Com o objetivo de valorizar positivamente os negros, muitos professores nas salas de aula lançam mão de certas manifestações culturais tidas como "genuína" ou "essencialmente negras". Segundo Carmo, essa prática pedagógica observada no cotidiano das escolas por ela pesquisadas, resultou num olhar culturalista sobre a população negra no Brasil. "Os estereótipos culturalistas manifestavam-se de maneira sutil quando certas expressões e práticas da cultura eram percebidas como intrínsecas, como 'próprias dos negros' e eram trazidas com o objetivo de 'qualificá-los'. No congelamento de sentidos, ícones como o carnaval, o futebol, a capoeira, a feijoada e etc., eram mostrados como finitos em si mesmos não permitindo que o contexto histórico-político no qual emergiram fossem atualizados", explica a pesquisadora.

Os estereótipos pejorativos sobre os negros se revelaram nos apelidos utilizados pelos estudantes, principalmente em situações de disputas - as chamadas "tretas". Os apelidos ora aproximam os negros dos animais ("macaco", "chimpanzé", "urubu"), ora os tratam como coisas ("café preto", "churrasco queimado", "petróleo") ou ainda associam a cor preta à sujeira ("preto sujo", "preta fedida", " negão que não toma banho").

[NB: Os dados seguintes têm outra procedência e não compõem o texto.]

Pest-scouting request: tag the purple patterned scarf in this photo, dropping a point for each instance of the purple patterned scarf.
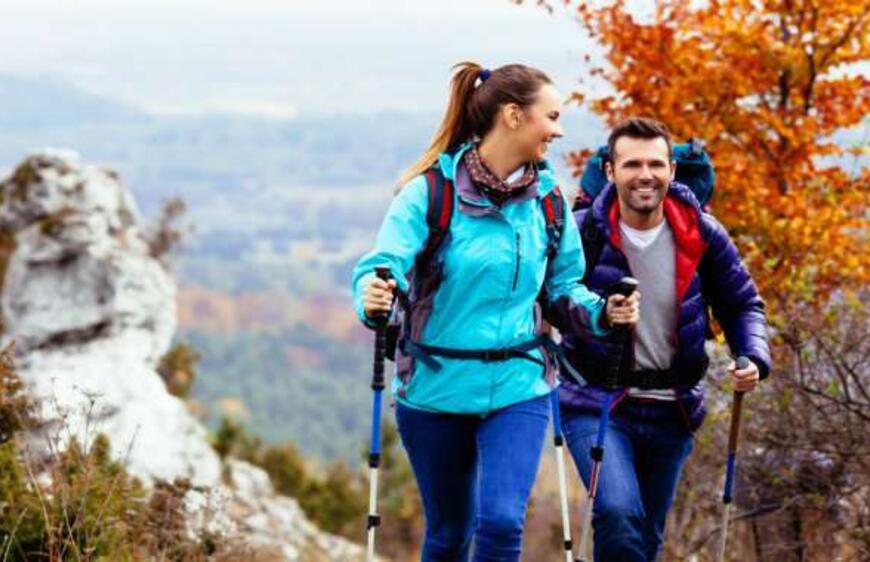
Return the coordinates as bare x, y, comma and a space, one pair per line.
496, 189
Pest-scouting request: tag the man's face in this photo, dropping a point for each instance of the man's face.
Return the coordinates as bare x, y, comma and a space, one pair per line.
642, 172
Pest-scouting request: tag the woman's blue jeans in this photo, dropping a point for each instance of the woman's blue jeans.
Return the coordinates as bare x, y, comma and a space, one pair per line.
645, 447
475, 476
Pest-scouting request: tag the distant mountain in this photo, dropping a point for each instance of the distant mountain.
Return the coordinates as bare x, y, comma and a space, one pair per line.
43, 103
282, 209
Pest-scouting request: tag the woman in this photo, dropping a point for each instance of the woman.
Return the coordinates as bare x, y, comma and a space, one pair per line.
472, 396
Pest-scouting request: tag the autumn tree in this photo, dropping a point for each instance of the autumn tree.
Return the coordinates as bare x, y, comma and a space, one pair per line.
775, 88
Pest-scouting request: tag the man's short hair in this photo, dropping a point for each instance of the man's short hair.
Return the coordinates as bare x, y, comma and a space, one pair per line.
638, 128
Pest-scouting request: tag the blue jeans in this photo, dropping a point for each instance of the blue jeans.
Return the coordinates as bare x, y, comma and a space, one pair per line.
645, 447
475, 475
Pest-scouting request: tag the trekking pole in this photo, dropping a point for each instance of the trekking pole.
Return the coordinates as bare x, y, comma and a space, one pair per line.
378, 385
559, 442
733, 435
626, 286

Diante dessas situações de discriminação racial, um dos efeitos observados pela pesquisadora foi o fato de os alunos negros, muitas vezes, optarem por negar a própria cor.

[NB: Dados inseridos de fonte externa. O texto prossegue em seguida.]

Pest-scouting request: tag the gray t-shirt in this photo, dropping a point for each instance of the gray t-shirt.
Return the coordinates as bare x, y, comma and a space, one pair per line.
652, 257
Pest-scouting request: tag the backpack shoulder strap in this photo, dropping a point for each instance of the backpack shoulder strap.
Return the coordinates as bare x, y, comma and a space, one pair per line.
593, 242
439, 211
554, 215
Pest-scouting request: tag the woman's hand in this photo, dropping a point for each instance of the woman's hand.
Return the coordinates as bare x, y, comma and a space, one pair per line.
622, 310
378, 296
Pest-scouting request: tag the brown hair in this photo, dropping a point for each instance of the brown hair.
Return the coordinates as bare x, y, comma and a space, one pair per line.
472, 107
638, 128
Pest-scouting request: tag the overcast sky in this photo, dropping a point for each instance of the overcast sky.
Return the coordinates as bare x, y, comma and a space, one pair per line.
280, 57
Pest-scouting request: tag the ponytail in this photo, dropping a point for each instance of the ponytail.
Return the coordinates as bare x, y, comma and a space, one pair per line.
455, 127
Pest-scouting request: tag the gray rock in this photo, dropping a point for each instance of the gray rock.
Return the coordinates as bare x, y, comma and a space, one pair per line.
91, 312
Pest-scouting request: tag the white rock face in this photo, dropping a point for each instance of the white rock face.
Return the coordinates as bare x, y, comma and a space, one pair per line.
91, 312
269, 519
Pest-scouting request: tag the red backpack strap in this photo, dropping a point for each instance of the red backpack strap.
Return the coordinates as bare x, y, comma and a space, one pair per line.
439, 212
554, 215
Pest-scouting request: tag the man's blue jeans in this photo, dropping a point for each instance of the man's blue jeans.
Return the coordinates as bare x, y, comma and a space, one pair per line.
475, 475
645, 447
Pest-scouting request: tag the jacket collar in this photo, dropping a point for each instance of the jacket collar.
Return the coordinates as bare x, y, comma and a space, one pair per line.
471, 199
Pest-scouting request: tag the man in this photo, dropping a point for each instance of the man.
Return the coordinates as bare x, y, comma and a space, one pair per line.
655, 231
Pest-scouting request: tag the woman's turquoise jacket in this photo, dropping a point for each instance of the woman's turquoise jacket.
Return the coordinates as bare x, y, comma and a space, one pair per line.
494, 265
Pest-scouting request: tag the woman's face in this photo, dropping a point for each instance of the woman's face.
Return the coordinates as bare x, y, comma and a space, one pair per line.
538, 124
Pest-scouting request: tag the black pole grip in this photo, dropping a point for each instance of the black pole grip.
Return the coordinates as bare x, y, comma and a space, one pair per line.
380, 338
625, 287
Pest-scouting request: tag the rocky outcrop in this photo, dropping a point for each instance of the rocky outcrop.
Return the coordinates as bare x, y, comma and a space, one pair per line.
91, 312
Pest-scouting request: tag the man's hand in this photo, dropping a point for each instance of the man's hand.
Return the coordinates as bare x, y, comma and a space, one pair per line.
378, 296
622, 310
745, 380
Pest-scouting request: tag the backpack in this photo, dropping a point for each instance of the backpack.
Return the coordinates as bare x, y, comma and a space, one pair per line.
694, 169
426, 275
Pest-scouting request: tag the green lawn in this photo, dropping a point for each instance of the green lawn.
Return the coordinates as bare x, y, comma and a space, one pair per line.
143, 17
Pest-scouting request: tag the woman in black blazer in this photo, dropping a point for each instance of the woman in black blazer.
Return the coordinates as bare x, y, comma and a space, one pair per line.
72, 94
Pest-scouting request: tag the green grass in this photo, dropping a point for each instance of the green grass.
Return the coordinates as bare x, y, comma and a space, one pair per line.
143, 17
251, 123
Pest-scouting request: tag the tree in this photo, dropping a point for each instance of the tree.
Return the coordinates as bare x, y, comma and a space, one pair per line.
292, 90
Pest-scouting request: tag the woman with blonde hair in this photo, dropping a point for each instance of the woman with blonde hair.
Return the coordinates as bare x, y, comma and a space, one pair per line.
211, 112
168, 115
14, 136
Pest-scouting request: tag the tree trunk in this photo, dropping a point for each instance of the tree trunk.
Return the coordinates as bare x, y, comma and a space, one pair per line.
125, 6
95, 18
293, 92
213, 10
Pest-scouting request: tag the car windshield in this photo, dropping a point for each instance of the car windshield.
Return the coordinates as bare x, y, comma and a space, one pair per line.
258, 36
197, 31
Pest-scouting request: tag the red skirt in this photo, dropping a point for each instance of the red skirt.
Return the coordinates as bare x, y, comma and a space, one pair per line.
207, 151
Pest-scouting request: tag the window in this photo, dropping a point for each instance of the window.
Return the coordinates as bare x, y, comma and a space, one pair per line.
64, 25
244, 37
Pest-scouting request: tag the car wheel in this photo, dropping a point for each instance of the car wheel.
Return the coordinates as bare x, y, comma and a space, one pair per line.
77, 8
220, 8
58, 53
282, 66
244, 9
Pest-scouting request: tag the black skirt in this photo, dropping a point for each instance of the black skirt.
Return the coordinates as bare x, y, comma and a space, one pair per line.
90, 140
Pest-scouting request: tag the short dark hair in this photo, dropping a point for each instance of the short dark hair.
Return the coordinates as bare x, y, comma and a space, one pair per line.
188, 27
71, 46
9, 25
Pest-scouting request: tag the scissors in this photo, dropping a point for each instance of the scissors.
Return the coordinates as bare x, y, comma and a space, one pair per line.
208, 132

Mas outro tipo de reação foi verificado pela antropóloga: através do rap, os estudantes negros estão questionando esses estereótipos e outras representações que recaem sobre eles. Muitas vezes, as reações suscitadas pelo hip hop ganham contornos pouco óbvios. Um exemplo surge nas palavras de uma das alunas entrevistadas pela pesquisadora: "Não é o rap que fala que é pra gente que é preto se ligar e pensar com a própria cabeça? Então, não é porque eu sou preta que eu tenho que gostar de rap, né. Eu posso gostar do que eu quiser e eu da minha parte eu gosto é de música clássica!" (sic).